Although Negative Bias Temperature Instability (NBTI) was first observed more than 30 years ago, and the phenomenon has been one of the focus topics of the microelectronics reliability
community for some years now, there is still no generally agreed physical explanation for it. Even the interpretation of some empirical features of NBTI is a matter of ongoing debates.
Most researchers in the field, however, have in the meantime acknowledged that oxide defects must play a crucial role in the explanation of NBTI.
One particularly interesting observation with NBTI can be made when transistors are subjected to alternating stress and relaxation sequences. Quite surprisingly, the amount of threshold
voltage shift that recovers during the relaxation periods decreases with increasing number of cycles, or increasing number of cumulated net stress time. We carried out the according
experiments on three different technologies, which show comparable behavior at high temperatures (200°C). For one technology, we also measured where there was a reduced loss of
recoverable component at a lower temperature. It must be noted here that the decreasing recoverable component is incompatible with defect models with just two states (charged and
neutral), as those defects should show perfectly cyclic behavior. In contrast, a defect model with at least a third state, where the formerly charged defect 'locks in' and hence will
not recover in the next relaxation period, is required.
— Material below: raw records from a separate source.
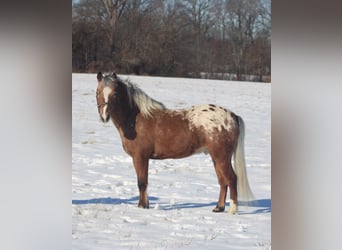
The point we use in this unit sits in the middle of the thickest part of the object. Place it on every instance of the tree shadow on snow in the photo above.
(111, 201)
(262, 206)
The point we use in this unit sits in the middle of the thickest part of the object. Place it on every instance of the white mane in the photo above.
(145, 103)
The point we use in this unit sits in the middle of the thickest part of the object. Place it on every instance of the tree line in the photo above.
(222, 39)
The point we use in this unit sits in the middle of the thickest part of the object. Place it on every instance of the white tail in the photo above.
(244, 191)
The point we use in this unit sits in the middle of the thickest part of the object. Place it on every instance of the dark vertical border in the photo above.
(306, 124)
(35, 127)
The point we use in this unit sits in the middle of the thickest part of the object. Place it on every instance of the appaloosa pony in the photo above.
(149, 130)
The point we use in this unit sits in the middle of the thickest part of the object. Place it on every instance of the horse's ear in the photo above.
(99, 76)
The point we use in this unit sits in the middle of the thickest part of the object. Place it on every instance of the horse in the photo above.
(149, 130)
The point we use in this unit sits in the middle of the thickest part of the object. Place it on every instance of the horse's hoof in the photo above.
(218, 209)
(144, 206)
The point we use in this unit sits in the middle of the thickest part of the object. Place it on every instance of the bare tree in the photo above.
(114, 9)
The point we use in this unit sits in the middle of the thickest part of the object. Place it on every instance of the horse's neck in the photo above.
(124, 120)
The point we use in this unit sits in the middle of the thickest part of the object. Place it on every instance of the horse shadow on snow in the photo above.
(261, 205)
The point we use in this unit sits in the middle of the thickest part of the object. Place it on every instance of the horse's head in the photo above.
(106, 91)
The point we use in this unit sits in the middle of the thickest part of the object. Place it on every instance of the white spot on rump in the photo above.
(210, 117)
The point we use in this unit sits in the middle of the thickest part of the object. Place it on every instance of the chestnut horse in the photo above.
(149, 130)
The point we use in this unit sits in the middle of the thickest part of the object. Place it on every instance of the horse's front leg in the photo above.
(141, 168)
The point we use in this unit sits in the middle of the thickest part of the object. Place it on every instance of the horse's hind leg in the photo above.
(226, 178)
(141, 168)
(223, 189)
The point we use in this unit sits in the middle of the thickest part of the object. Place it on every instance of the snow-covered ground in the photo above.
(182, 192)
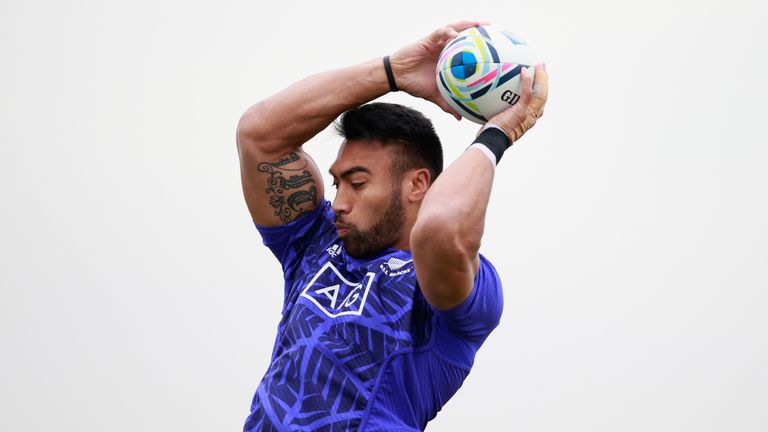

The general use-case of a Metal-Oxide-Semiconductor Field-Effect Transistor (MOSFET) is hardly a constant-bias situation, but rather a stochastic process with variable on- and off-
times. Regarding NBTI in this situation means that the accurate modeling of the recovery is at least as important as correctly modeling the stress phase. Especially effects such as the
described loss of the recoverable component can have a huge impact on lifetime extrapolations, as errors accumulate in the course of the simulation.